The New York Times was making a different point, but in the process it provided pretty good evidence that Hollywood and TV have been bombing our culture with homosexuality:
There has been an explosion of Oscar-baiting performances in which straight actors play gay, transvestite or transgender characters. Philip Seymour Hoffman melts into the role of the gay title character in "Capote," while Cillian Murphy plays a transvestite in 1970's Ireland in Neil Jordan's witty, endearing "Breakfast on Pluto." Jake Gyllenhaal and Heath Ledger play lovers in "Brokeback Mountain" (set to open Dec. 9), already better known as "the gay cowboy movie" and already a Letterman joke.
But big-name actors are leaping into such roles in smaller films, too. Felicity Huffman stretches way beyond "Desperate Housewives" as a man about to become a woman in "Transamerica" (Dec. 2) and Peter Sarsgaard plays a gay Hollywood screenwriter who has an affair with a closeted, married studio executive (Campbell Scott) in the current "Dying Gaul."

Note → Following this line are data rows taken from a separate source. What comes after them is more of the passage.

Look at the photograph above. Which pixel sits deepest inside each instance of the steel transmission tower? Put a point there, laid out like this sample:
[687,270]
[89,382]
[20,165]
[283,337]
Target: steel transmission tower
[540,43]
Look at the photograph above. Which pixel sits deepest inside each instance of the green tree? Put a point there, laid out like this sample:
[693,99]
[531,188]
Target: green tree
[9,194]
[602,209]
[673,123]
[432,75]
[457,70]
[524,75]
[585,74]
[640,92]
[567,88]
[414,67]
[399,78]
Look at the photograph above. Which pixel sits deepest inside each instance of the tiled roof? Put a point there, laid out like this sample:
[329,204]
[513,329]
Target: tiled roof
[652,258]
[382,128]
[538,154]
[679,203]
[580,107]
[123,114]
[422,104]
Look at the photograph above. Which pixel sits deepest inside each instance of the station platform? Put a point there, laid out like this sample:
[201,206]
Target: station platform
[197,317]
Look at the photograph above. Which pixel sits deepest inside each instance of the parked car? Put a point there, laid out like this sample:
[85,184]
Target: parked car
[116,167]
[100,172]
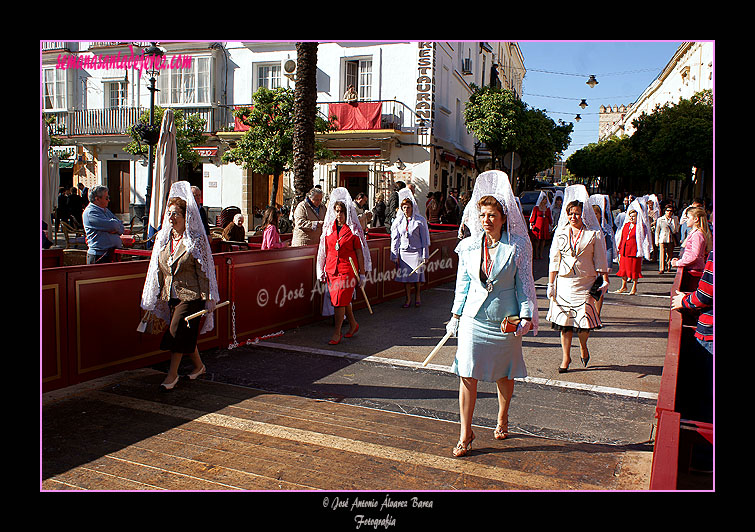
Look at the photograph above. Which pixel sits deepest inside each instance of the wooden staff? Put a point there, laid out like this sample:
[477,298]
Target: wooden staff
[437,348]
[423,262]
[351,261]
[203,312]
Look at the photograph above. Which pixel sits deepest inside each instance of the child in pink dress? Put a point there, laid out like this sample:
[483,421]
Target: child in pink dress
[271,236]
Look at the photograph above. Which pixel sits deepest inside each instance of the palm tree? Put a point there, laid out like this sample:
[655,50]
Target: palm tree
[305,109]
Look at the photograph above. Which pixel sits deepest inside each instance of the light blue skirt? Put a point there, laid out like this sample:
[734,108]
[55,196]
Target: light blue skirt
[485,353]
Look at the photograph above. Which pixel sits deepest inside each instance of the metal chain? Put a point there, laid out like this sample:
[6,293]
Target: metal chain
[233,324]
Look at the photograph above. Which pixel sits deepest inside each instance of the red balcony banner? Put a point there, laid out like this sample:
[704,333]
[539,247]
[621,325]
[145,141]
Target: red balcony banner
[359,115]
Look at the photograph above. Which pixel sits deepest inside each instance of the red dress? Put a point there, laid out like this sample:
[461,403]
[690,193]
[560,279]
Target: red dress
[341,278]
[541,222]
[630,265]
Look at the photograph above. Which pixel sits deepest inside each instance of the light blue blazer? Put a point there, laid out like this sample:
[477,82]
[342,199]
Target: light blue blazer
[472,299]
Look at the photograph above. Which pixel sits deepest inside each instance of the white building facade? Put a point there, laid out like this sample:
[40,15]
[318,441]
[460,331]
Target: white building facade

It's this cluster of sexually different roles that is new, not the idea itself. These actors are simply following the Oscar-winning path set more than a decade ago by Tom Hanks as a gay man with AIDS in "Philadelphia," followed by Hilary Swank as the cross-dressing heroine of "Boys Don't Cry" and Charlize Theron, whose role in "Monster" was a kind of award-baiting triple-whammy: she gained weight, wore fake teeth and played a lesbian. With evidence that they will be rewarded for such stretches, and with a public now accustomed to seeing gay characters in movies and television shows like "Will & Grace," big-name actors seem eager to take these roles. Ralph Fiennes is now filming "Bernard and Doris," in which he plays the gay butler of the billionaire Doris Duke (Susan Sarandon).